The Rust core uses Tower for composable middleware. Each layer wraps the LlmService and can inspect or modify requests and responses.

graph TD
    Request["Incoming Request"]
    Request --> Tracing
    Tracing["TracingLayer<br/><small>OpenTelemetry GenAI spans</small>"]
    Tracing --> Cost
    Cost["CostTrackingLayer<br/><small>USD cost estimation</small>"]
    Cost --> RateLimit
    RateLimit["ModelRateLimitLayer<br/><small>per-model RPM / TPM</small>"]
    RateLimit --> Cache
    Cache["CacheLayer<br/><small>LRU with TTL</small>"]
    Cache --> Cooldown
    Cooldown["CooldownLayer<br/><small>backoff after errors</small>"]
    Cooldown --> Fallback
    Fallback["FallbackLayer<br/><small>backup service on failure</small>"]
    Fallback --> Health
    Health["HealthCheckLayer<br/><small>periodic probes</small>"]
    Health --> Service
    Service["LlmService<br/><small>DefaultClient</small>"]
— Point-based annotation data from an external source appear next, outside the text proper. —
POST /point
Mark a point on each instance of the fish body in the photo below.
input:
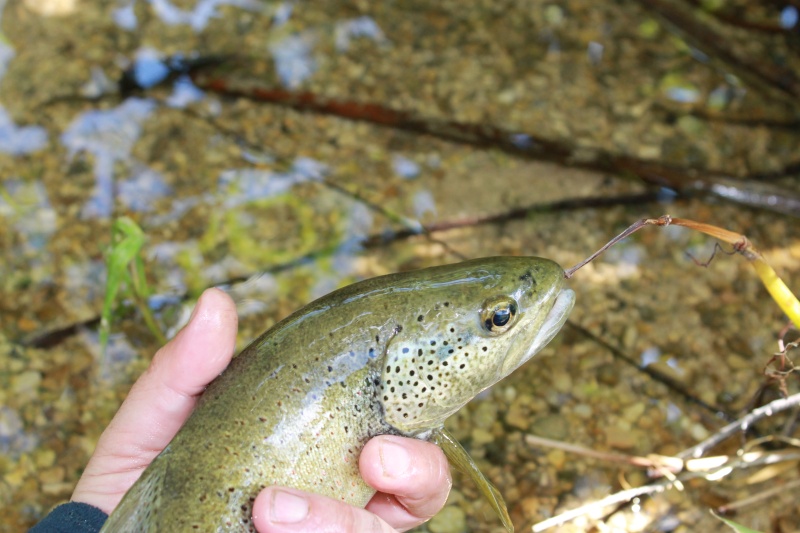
(396, 354)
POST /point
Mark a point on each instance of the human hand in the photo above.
(412, 486)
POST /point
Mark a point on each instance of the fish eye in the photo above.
(499, 314)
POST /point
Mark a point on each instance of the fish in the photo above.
(396, 354)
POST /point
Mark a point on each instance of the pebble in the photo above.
(553, 427)
(620, 437)
(451, 519)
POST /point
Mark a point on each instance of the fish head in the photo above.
(470, 325)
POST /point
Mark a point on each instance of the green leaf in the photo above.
(127, 239)
(733, 525)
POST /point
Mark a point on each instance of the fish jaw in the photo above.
(552, 324)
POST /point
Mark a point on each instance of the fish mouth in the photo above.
(554, 320)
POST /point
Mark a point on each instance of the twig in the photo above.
(651, 372)
(54, 337)
(743, 424)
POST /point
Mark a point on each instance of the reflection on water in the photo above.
(198, 18)
(14, 440)
(26, 206)
(354, 28)
(19, 140)
(293, 59)
(109, 136)
(405, 167)
(247, 184)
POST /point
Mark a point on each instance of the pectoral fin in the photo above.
(460, 459)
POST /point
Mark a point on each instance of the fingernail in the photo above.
(288, 508)
(395, 459)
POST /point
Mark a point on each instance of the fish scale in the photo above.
(395, 355)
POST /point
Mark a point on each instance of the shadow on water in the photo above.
(283, 149)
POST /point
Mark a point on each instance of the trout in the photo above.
(396, 354)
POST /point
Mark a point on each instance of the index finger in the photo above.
(412, 478)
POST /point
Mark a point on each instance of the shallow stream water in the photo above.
(504, 127)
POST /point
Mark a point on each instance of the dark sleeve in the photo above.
(72, 517)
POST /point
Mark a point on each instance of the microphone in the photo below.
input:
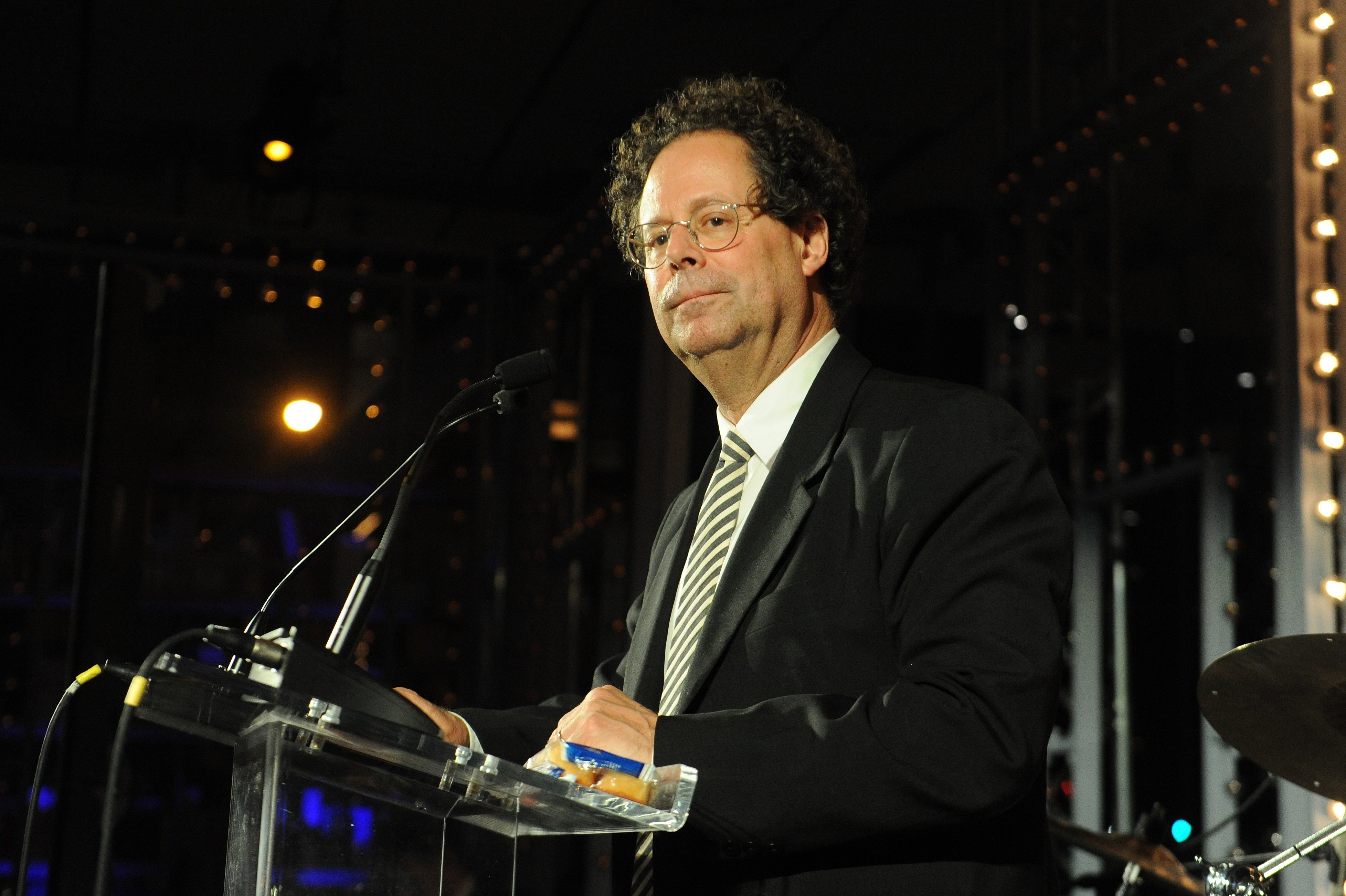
(527, 370)
(516, 376)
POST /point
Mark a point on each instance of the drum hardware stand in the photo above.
(1247, 881)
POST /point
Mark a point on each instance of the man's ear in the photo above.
(815, 239)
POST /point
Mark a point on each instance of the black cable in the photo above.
(437, 431)
(256, 621)
(119, 745)
(1244, 807)
(89, 675)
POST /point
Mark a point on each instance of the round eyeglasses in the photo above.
(712, 226)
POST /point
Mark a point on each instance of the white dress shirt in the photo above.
(764, 426)
(768, 422)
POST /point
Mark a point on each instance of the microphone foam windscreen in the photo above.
(527, 370)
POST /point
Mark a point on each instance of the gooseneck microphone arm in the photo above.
(512, 377)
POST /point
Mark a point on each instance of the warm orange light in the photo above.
(278, 150)
(564, 430)
(1326, 298)
(302, 415)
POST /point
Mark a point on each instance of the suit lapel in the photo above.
(645, 658)
(778, 512)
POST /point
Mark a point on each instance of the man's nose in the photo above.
(683, 250)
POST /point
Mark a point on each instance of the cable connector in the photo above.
(259, 650)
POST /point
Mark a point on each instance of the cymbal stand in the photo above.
(1247, 881)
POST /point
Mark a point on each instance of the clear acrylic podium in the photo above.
(329, 801)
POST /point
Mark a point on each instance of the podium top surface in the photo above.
(419, 770)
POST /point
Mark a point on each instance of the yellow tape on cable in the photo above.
(136, 691)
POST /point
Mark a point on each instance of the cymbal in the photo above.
(1282, 703)
(1158, 863)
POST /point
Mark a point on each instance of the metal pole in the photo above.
(81, 561)
(1219, 761)
(1122, 697)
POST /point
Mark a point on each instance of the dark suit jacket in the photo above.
(873, 695)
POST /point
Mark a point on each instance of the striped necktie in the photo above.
(715, 525)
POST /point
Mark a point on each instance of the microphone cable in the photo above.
(83, 678)
(119, 745)
(500, 407)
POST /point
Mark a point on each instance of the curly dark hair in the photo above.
(802, 169)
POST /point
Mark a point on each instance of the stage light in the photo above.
(278, 150)
(302, 415)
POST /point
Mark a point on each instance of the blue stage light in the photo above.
(347, 878)
(311, 807)
(361, 825)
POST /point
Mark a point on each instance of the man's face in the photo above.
(707, 302)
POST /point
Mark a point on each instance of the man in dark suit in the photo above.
(851, 622)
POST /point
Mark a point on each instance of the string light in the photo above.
(278, 150)
(1326, 296)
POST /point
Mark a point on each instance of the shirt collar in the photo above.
(768, 420)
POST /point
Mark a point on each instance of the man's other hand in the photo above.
(452, 728)
(612, 721)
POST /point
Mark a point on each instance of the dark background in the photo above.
(1099, 169)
Layers are optional and composable. Use tower::ServiceBuilder to stack only the layers you need:

use liter_llm::tower::{CostTrackingLayer, LlmService, TracingLayer};
use tower::ServiceBuilder;

let client = liter_llm::DefaultClient::new(config, None)?;
let service = ServiceBuilder::new()
    .layer(TracingLayer)
    .layer(CostTrackingLayer)
    .service(LlmService::new(client));

Layer	Purpose	Default
`TracingLayer`	OpenTelemetry GenAI semantic conventions	Off
`CostTrackingLayer`	USD cost estimation via embedded pricing	Off
`ModelRateLimitLayer`	Per-model RPM and TPM enforcement	Off
`CacheLayer`	In-memory LRU (256 entries, 300s TTL)	Off
`CooldownLayer`	Deployment cooldowns after transient errors	Off
`FallbackLayer`	Route to backup service on failure	Off
`HealthCheckLayer`	Periodic health probes	Off

How Bindings Work¶

Each binding crate is a thin wrapper. It:

Accepts language-native types (Python dicts, JS objects, Go structs)
Converts them to Rust core types (ChatCompletionRequest, etc.)
Calls the Rust DefaultClient methods
Converts the Rust response back to language-native types
Maps Rust Result::Err to language-native exceptions/errors

No business logic lives in the binding layer. If a bug is fixed in the Rust core, all bindings get the fix automatically.

Async bridging

Each binding bridges Rust async (Tokio) to the host language's concurrency model: Python asyncio, Node.js Promises, Go goroutines, C# async/await, Elixir processes, etc. See Streaming for details.